Congo-Brazzaville: Aviation civile - La Chine et l'OACI s'associent pour accélérer la formation des cadres congolais

Des superviseurs de l'Agence nationale de l'aviation civile(ANAC) reçoivent actuellement des formations, grâce à un projet financé à hauteur d'un million de dollar par le gouvernement chinois. L'initiative, lancée depuis novembre 2020, prévoit une assistance technique assurée par l'Organisation de l'aviation civile internationale (OACI).

Le projet de renforcement du système de supervision de la sécurité de l'aviation civile du Congo, de son nom technique COG20801, comporte un volet sur le déploiement des experts techniques pour assister directement l'ANAC dans le domaine de l'aérodrome, la licence du personnel, de la sécurité de la navigation aérienne et dans le domaine de l'enquête sur les accidents. Le second volet est lié à la formation du personnel dans les institutions spécialisées et par les experts des matières ciblées.

En effet, le projet COG20801 vise à inciter des experts internationaux à fournir des formations aux techniciens et officiels congolais pour renforcer leur capacité de supervision de la sécurité dans les domaines de la qualification du personnel, la délivrance des licences, l'exploitation des aéronefs, les services de la navigation aérienne.

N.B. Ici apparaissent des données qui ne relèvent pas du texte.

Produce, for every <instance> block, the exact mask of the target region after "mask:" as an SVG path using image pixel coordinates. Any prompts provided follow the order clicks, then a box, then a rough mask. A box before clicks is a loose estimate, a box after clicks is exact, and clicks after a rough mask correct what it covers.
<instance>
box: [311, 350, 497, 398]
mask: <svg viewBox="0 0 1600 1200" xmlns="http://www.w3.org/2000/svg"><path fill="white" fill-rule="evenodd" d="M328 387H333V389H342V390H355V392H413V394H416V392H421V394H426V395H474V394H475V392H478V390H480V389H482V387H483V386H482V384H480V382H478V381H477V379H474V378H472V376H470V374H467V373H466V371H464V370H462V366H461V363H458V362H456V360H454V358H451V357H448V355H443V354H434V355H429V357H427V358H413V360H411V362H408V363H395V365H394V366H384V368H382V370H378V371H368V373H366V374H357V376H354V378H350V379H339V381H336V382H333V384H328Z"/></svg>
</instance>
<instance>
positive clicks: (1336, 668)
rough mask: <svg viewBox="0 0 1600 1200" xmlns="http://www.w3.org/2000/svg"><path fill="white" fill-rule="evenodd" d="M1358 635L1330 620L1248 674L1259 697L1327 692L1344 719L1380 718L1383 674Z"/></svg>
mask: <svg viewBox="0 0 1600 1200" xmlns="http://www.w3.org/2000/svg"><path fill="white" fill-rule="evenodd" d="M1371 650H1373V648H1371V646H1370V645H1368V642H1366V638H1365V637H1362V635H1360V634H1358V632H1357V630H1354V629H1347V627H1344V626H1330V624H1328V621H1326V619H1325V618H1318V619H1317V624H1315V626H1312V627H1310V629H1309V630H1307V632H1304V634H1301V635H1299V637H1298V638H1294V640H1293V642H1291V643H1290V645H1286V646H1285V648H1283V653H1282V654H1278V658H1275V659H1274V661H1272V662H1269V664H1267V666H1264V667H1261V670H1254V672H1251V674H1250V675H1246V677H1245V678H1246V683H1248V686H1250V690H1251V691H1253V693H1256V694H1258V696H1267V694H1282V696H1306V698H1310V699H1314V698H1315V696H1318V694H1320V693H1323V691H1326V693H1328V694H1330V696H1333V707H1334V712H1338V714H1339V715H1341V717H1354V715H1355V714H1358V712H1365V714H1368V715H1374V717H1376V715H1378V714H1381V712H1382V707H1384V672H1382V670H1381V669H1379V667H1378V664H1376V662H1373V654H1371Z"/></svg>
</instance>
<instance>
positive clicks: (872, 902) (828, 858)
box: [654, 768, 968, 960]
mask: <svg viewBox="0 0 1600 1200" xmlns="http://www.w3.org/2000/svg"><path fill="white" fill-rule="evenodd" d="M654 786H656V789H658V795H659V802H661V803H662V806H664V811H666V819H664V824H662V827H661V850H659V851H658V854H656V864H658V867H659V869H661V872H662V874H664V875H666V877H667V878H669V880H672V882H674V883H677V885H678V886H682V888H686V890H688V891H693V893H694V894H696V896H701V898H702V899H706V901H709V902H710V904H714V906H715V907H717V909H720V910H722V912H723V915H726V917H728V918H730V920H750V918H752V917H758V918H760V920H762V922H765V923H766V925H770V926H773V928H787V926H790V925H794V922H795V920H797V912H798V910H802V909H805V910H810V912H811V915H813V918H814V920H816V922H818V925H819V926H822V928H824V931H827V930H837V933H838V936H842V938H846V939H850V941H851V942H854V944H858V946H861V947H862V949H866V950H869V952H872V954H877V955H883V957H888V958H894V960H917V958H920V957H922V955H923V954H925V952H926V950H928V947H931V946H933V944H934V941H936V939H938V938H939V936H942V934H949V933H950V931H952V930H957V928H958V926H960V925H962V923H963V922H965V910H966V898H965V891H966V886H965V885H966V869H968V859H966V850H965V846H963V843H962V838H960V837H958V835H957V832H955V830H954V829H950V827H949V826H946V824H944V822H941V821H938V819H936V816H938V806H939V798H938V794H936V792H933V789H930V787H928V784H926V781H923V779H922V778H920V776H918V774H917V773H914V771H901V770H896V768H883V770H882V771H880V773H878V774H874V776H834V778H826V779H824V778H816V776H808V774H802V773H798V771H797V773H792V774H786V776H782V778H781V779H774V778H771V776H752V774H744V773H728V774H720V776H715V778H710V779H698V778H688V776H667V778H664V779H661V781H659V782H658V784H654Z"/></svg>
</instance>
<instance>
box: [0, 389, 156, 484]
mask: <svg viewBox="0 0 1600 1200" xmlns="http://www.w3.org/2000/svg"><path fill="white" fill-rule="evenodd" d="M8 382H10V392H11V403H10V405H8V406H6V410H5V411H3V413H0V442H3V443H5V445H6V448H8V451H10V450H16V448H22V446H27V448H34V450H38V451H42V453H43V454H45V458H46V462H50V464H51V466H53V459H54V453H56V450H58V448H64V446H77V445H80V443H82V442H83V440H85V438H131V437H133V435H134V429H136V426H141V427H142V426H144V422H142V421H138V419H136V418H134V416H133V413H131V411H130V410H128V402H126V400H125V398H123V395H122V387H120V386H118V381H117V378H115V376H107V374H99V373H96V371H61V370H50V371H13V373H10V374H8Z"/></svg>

Les missions respectives des experts sont à un stade avancé, a laissé entendre Prosper Zo'o Mito, directeur de l'OACI pour l'Afrique de l'Ouest et centrale, ajoutant que les quinze formations prévues par le projet vont débuter dès le 19 mai. « L'OACI accompagne en ce moment l'ANAC dans la conduite des activités de certification des aéroports internationaux de Brazzaville et Pointe-Noire, dans le cadre d'un autre projet financé par le plan de mise en œuvre complet pour la sécurité de l'aviation en Afrique, qui vient à ce projet », a souligné Prosper Zo'o Mito, lors de la promotion du projet ce 5 mai.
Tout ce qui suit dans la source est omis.